Que de fois celle-ci a-t-elle écrit à son vieil amant : « Je déserte le combat dans lequel je n’ai plus que le ridicule pour arme, mais j’accepte le sacrifice héroïque qui te donnera le bonheur… » Très beau, mais… ce sacrifice, elle ne l’a jamais accepté. Vieillie avant l’âge, incapable depuis bien longtemps d’inspirer le désir et de donner le plaisir, Juliette ne peut admettre l’idée qu’Olympio sent encore, dès que Ruth apparaît, se dresser en lui toute la virilité de Booz… Et, à cet égard, la lettre du 18 avril 1878 atteste la douloureuse inintelligence d’un tel conflit : « Tu m’épargnes trop soigneusement la peine d’envoyer celles (les réponses) que tu fais aux femmes de ton choix et de tes relations. Témoin celle que tu as écrite à Mlle Jane Essler en catimini ; pourquoi ? that is the question, qu’on peut traduire uniformément dans toutes les langues par cette réponse : parce que l’homme est toujours à l’état permanent d’infidélité soit rétrospectivement, soit au présent, soit en pensée, soit en paroles, et en action…

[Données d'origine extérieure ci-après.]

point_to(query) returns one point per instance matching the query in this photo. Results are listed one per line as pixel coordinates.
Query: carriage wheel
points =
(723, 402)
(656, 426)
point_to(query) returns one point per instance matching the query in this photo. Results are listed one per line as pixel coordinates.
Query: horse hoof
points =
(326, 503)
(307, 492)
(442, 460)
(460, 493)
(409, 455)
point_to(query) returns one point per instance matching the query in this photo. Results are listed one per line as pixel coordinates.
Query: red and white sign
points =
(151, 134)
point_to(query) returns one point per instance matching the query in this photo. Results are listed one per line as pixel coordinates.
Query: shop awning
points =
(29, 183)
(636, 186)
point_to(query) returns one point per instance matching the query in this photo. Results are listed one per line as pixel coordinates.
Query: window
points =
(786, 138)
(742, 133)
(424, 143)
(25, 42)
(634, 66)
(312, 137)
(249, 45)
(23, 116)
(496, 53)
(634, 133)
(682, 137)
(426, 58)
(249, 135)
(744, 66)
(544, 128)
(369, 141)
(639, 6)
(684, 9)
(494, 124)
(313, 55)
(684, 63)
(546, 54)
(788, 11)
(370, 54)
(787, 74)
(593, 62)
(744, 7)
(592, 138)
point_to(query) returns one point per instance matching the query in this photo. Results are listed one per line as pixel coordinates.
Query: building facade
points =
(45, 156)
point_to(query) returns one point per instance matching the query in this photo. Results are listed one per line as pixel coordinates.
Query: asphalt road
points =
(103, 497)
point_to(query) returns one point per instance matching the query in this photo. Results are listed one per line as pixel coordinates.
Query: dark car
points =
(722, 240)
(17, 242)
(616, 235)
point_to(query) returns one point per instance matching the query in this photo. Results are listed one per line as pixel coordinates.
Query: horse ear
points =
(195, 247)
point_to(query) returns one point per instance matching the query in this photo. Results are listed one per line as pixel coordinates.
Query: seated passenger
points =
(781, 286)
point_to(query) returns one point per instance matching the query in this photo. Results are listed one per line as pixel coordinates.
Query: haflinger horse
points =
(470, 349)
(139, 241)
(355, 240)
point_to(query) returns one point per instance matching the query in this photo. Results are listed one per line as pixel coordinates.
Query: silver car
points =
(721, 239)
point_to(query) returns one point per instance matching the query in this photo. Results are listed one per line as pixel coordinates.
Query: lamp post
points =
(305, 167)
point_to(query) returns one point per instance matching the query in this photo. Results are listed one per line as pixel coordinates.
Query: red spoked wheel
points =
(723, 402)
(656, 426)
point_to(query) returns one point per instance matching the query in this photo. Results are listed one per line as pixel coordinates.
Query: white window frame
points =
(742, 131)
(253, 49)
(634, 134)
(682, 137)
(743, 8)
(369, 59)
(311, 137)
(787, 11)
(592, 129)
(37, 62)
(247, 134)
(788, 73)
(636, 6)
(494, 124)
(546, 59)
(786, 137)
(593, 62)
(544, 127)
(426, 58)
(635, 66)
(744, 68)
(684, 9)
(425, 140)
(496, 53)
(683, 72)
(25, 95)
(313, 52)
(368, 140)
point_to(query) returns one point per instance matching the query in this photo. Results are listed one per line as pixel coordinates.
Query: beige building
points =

En fait, avec les années, l’humeur jalouse de Juliette, loin de se calmer, s’était encore aigrie, si bien qu’au début d’août 1878, elle ne craignit pas de briser ce cœur qu’elle adorait, en menaçant de fuir à jamais son vieil amant.

A la longue, cette jeune femme (Blanche Lanvin) que le vieil Hugo avait tant désirée et tant aimée, jugeant la partie perdue, se lassa d’attendre. Sa disparition fut complète.
Juliette cependant luttait en vain contre le flot toujours accru des intrigantes et contre le mal atroce qui la rongeait.
Toute l’année 1879, qui, en mars, vit disparaître Léonie d’Aunet, la pauvre Juliette ne cessera d’être torturée par la jalousie. Blanche éloignée, que Hugo dut pourtant revoir, le 13 juin, il y a encore Judith Gautier, et combien d’autres !... Léonie de Vitrac, par exemple.

A cet égard, il est permis de croire que si l’on eût laissé à ce grand homme qui l’aimait la jeune Blanche qui l’adorait, la dignité de ses dernières années eût été mieux sauvegardée !
Car, c’est un fait, le 5 avril 1885, quelques semaines avant de succomber, Olympio goûtait encore le plaisir de vivre dans les bras de l’Éve éternelle. Y eut-il synchronisme entre cette singulière ténacité sexuelle (son carnet commencé le 1er janvier 1885, atteste que, durant ces premiers mois, Hugo, connut huit fois la volupté) et la permanence de son génie créateur ?

Le génie consiste-t-il dans l’abandon à la vie instinctive ou, au contraire, dans l’effort accompli pour refouler ou « sublimer celle-ci ? Or, nous savons que chez Hugo, cette lutte pathétique n’a cessé d’exister à tous les âges.

Dieu est dans le baiser,..
Amour ! Abîme ! Extase ! Ombre de Dieu sur l’homme !
Bonheur géant qui fait les autres plaisirs nains,
Hymen des sens virils et des sens féminins,
Sollicitation effrénée à la vie,
Palpitation sainte et jamais assouvie
De deux âmes mêlant sous leurs baisers deux corps !


Il date de 1876, ce cri douloureux entre tous : « Ce qu’on appelle passion, volupté, libertinage, débauche, n’est pas autre chose qu’une violence que nous fait la vie… »

Et cette fois, encore, on pense à l’inexorable tentation des Fleurs du Mal… Ébauche sublime, d’ailleurs, comme le sont tant d’ébauches :

Heureux qui, possédant la chimère éternelle,
Livre au monstre divin un cœur ensanglanté,
Et savoure, pour mieux s’anéantir en elle,
L’extase de la mort et de la volupté,
Dans l’éclair d’un baiser qui vaut l’éternité.